I'm not sure what is happening. I don't think I changed the code at all, but for some reason I am getting spaces in between the returned characters after using the FileStream object to read the bytes of a file:

'Turn off Raise Events until after change is checked
fsw.EnableRaisingEvents = False

'read from current seek position to end of file
Dim bytesRead(_maxBytes) As Byte


Dim fs As New FileStream(_filename, FileMode.Open, FileAccess.Read, FileShare.ReadWrite)

If (fs.Length > _maxBytes) Then
previousSeekPosition = fs.Length - _maxBytes
End If

previousSeekPosition = fs.Seek(previousSeekPosition, SeekOrigin.Begin)

Dim numBytes = fs.Read(bytesRead, 0, _maxBytes)

fs.Close()

previousSeekPosition += numBytes

Dim sb As New StringBuilder()
For i = 0 To numBytes - 1
sb.Append(bytesRead(i))
Next

'Raise the event to show data
If Not blnFirstRun Then
RaiseEvent MoreData(Me, Encoding.ASCII.GetString(bytesRead, 0, _maxBytes), _filename, _fileDescription)
Else
blnFirstRun = False
End If

'Check the changes against the alerts
AlertChange(Encoding.ASCII.GetString(bytesRead, 0, _maxBytes))

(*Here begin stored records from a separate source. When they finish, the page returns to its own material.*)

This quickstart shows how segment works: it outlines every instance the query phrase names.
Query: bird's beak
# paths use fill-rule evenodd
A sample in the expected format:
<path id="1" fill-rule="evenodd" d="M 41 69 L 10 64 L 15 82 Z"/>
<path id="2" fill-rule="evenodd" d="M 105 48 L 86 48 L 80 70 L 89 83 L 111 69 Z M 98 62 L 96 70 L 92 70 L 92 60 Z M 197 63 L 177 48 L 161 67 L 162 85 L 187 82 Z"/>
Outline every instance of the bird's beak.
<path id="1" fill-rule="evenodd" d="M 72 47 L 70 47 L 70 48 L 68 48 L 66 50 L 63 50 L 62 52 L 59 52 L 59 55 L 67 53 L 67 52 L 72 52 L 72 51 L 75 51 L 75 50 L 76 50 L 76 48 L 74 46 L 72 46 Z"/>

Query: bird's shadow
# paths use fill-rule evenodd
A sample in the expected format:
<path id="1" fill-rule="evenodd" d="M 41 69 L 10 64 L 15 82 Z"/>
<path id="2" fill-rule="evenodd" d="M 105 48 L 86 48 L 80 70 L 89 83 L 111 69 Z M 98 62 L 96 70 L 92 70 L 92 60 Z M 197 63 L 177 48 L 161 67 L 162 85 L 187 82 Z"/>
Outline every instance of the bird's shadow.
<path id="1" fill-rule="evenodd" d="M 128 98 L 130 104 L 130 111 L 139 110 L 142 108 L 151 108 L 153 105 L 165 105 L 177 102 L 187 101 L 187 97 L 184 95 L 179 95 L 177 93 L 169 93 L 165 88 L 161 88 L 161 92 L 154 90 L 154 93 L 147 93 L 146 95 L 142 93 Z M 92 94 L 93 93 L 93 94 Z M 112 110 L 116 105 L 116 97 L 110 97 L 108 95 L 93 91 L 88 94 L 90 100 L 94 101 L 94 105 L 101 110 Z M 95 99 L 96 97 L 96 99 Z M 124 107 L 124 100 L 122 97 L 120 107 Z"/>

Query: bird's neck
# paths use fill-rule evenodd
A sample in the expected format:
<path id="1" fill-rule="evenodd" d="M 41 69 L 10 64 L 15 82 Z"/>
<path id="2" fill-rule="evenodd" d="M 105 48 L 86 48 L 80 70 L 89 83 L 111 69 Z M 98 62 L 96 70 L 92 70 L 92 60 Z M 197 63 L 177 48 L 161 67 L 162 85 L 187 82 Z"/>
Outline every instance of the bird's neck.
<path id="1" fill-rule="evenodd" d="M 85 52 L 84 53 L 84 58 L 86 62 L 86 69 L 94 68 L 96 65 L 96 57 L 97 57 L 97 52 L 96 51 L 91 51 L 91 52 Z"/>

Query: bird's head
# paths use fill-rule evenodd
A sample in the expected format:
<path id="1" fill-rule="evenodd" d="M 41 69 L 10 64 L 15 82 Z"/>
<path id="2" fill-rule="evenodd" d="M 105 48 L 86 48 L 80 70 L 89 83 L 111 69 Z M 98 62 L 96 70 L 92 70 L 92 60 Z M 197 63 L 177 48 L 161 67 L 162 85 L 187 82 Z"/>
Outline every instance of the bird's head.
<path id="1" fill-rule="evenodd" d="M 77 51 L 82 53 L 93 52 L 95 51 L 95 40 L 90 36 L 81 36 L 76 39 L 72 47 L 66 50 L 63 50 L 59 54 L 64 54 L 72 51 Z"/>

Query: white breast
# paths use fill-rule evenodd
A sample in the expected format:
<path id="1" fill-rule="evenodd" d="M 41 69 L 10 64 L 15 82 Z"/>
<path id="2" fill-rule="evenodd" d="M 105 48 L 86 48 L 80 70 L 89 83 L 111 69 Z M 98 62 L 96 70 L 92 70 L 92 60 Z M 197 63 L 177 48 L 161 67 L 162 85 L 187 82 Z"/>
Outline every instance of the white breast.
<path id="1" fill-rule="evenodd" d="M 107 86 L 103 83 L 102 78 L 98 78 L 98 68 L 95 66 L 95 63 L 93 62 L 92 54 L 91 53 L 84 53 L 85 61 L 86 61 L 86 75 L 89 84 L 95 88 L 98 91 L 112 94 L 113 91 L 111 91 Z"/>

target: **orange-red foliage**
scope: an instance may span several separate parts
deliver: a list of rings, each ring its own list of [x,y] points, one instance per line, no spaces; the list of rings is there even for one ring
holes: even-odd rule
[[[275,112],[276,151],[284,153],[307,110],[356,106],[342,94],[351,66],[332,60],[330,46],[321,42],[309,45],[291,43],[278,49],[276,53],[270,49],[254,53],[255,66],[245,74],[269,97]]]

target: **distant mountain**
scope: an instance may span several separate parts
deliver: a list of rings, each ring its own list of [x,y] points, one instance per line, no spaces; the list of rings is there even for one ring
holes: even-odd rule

'Turn Raise Events back on
fsw.EnableRaisingEvents = True


I have the _maxBytes set to 16384. I'm basically reading the file from the last known read location any time there is a file change (similar to what Linux Tail would do).

I tested it on a file and it appeared to work great. For some reason, though, it doesn't want to work anymore. I don't think I changed anything - but it now returns changes with spaces now.

For example:

I have a file that I have appended '9999' to. When I run the Encoding.ASCII.GetString routine, it shows up as: '9 9 9 9'.

I feel like I'm beating my head against a wall for something probably real simple. Hopefully someone knows the answer quick.

Answer

The fact that you are getting '9 9 9 9' when "9999" was written to the file suggests that whatever wrote to the file was using UTF-16 encoding, which uses a minimum of two bytes per character (ref: Wikipedia: Comparison of Unicode encodings).

Examining the file with a hex editor should reveal if that is in fact the case.

Please take note of the remarks in Encoding.Unicode Property just in case there is something that could cause a problem.